Take $G: \mathbb{R}^M\rightarrow \mathbb{R}$ with $G(a)\equiv \mathbb{E}_{\mathbb{P}}(\max_{k\in \{1,...,M\}}V_k+a_k)$ for any $a\equiv (a_1,...,a_M)\in \mathbb{R}^M$, where:
A1: $V\equiv(V_1,...,V_M)$ is an $M\times 1$ random vector with absolutely continuous distribution and support on an open subset $\mathcal{V}\subseteq \mathbb{R}^M$ with positive Lebesgue measure.
($\mathbb{E}_{\mathbb{P}}$ denotes expectation using probability measure $\mathbb{P}$).
I want to show that $G$ is lower semicontinuous.
My attempt:
1) Notice that, under A.1, for any $y\in \{1,...,M\}$ $$ \mathbb{P}(V_y+\alpha_{xy}\geq V_k+\alpha_{xk}\text{ }\forall k=1,...,M)= \frac{\partial \mathbb{E}_{\mathbb{P} } (\max_{k\in \mathcal{Y}} V_k+\alpha_{k})}{\partial \alpha_{y}} $$ See for example here for a proof.

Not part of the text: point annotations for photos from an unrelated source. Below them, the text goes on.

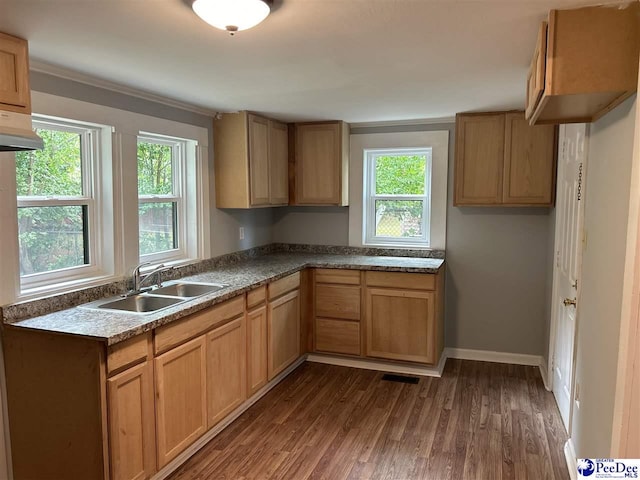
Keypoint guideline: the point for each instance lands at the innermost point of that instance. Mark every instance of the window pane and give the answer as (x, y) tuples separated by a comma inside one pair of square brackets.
[(400, 219), (52, 238), (54, 170), (155, 176), (157, 227), (400, 174)]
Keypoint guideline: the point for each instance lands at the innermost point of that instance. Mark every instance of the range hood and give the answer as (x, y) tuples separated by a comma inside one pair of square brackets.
[(16, 133)]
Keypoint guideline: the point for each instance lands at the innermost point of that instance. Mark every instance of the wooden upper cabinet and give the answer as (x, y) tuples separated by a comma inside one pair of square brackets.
[(479, 159), (15, 93), (250, 161), (322, 163), (585, 63), (279, 163), (258, 160), (503, 161), (529, 162)]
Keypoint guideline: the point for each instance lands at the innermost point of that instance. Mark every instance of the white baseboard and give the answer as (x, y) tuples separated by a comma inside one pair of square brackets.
[(496, 357), (202, 441), (379, 365), (570, 457), (544, 373)]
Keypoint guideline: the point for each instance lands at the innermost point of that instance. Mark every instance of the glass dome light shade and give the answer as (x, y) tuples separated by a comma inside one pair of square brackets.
[(231, 15)]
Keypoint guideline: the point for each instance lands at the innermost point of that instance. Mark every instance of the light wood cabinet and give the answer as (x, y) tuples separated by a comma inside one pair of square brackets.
[(337, 311), (226, 370), (503, 161), (181, 407), (250, 161), (132, 423), (283, 332), (15, 93), (257, 357), (322, 163), (585, 64), (404, 323)]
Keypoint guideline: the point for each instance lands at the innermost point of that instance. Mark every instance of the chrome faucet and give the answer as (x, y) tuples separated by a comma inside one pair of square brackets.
[(139, 280)]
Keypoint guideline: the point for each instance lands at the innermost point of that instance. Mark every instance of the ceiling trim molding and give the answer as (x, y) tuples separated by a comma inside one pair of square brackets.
[(68, 74), (396, 123)]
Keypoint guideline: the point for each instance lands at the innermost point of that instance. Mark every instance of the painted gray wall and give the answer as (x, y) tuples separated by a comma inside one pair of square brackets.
[(224, 223), (315, 225), (498, 264), (606, 218)]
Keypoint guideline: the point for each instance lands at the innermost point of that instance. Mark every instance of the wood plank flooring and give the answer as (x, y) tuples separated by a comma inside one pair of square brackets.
[(480, 421)]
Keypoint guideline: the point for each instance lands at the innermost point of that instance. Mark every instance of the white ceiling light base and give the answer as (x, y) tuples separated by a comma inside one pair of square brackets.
[(232, 15)]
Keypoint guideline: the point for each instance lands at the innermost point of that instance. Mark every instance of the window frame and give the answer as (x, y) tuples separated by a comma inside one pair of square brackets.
[(90, 148), (179, 192), (370, 156)]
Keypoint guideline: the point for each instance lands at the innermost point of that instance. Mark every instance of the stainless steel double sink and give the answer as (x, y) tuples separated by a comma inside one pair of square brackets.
[(157, 299)]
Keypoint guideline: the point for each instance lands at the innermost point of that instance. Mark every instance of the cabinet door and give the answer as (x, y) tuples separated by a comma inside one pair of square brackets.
[(132, 433), (226, 372), (318, 163), (278, 163), (338, 301), (259, 159), (479, 159), (529, 162), (401, 324), (283, 332), (14, 74), (181, 409), (257, 371), (537, 70)]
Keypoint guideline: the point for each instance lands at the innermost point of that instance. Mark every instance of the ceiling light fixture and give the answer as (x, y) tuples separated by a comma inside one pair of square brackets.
[(232, 15)]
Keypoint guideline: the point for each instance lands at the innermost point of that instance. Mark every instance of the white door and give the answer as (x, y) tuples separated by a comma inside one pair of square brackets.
[(572, 163)]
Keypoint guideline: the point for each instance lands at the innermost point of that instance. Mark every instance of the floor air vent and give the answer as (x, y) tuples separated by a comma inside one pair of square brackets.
[(400, 378)]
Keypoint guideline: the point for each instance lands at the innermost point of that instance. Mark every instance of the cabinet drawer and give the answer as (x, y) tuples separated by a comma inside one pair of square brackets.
[(127, 353), (413, 281), (331, 275), (284, 285), (338, 301), (337, 336), (256, 297), (176, 333)]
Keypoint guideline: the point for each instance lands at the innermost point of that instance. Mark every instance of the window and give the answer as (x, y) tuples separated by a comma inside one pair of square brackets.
[(397, 196), (56, 190), (161, 170)]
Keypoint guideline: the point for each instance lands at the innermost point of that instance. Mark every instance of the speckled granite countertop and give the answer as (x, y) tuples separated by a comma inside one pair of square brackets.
[(113, 327)]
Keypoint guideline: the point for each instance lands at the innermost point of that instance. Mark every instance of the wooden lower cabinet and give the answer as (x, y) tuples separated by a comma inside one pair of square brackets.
[(257, 357), (181, 407), (283, 332), (132, 423), (400, 324), (337, 336), (226, 370)]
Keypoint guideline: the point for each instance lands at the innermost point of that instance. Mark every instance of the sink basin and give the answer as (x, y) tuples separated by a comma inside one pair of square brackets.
[(140, 304), (187, 290)]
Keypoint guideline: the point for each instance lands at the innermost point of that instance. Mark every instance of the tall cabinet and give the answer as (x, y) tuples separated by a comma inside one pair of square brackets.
[(250, 161)]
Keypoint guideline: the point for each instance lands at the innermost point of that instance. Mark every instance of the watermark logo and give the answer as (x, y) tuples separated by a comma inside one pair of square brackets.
[(586, 467), (608, 468)]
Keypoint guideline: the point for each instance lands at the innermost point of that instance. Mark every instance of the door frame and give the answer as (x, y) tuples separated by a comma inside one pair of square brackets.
[(553, 326), (628, 371)]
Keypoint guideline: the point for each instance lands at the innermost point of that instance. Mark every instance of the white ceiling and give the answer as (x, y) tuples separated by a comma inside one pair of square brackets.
[(354, 60)]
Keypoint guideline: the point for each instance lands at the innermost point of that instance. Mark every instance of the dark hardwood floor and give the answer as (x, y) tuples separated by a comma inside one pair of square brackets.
[(480, 421)]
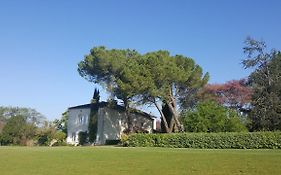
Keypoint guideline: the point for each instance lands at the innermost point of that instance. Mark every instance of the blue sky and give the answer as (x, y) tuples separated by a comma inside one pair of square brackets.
[(41, 42)]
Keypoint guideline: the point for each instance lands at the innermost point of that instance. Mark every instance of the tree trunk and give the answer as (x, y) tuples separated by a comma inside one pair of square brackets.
[(163, 118), (128, 116)]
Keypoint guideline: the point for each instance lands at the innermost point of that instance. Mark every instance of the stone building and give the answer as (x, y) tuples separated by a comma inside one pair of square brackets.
[(111, 121)]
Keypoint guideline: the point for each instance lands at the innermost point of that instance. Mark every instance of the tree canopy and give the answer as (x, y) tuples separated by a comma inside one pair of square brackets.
[(266, 83), (155, 77)]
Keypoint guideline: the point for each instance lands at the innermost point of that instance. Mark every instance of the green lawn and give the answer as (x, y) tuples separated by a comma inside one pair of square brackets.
[(114, 160)]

This shows that $G$ is differentiable at any $a\in \mathbb{R}^M$.
2) Differentiability implies continuity on $\mathbb{R}^M$.
3) Continuity implies lower semicontinuity on $\mathbb{R}^M$.
Correct?
The result is essentially the Leibniz formula with some attention to detail since the $\max$ function is not differentiable everywhere.
Let $\psi(t) = \max(t_1,...,t_n)$, and note that $\psi$ is Lipschitz with rank one and the set of points $E$ where $\psi$ is not differentiable has Lebesgue measure zero.
Assume that $E \|V\| < \infty$ so that the relevant expectations exist.
Let $\phi(x,a) = \psi(x+a)$ from which we get $|\phi(x_1,a_1) -\phi(x_2,a_2)| \le \|x_1-x_2+a_2-a_2\|$.
In particular, note that for any fixed $a$, we have $|{\phi(x+h,a) - \phi(x)}| \le \|h\|$ and that $E_a = \{ x | (x,a) \mapsto \phi(x,a) \text{ is not differentiable with respect to } a \}$ has Lebesgue measure zero.
Since $V$ has an absolutely continuous distribution, we see that $P\{ \omega | V(\omega) \in E_a \} = 0$. (This is what makes the following approach work.)
Then ${G(a+ t e_k) - G(a) \over t} = \int {\phi(V(\omega), a+t e_k)-\phi(V(\omega), a) \over t}dP(\omega)$, and from an application of the dominated convergence theorem we get ${\partial G(a) \over \partial a_k} = \int {\phi(V(\omega), a) \over \partial a_k}dP(\omega)$, and hence ${\partial G(a) \over \partial a} = \int {\phi(V(\omega), a) \over \partial a}dP(\omega)$.
It is straightforward to show that a differentiable function is continuous (Proving differentiable function is continuous.).
If $G$ is continuous at $a$ then it follows that if $a_k \to a$, then $\liminf_k G(a_k)= G(a)$ from which lower continuity follows.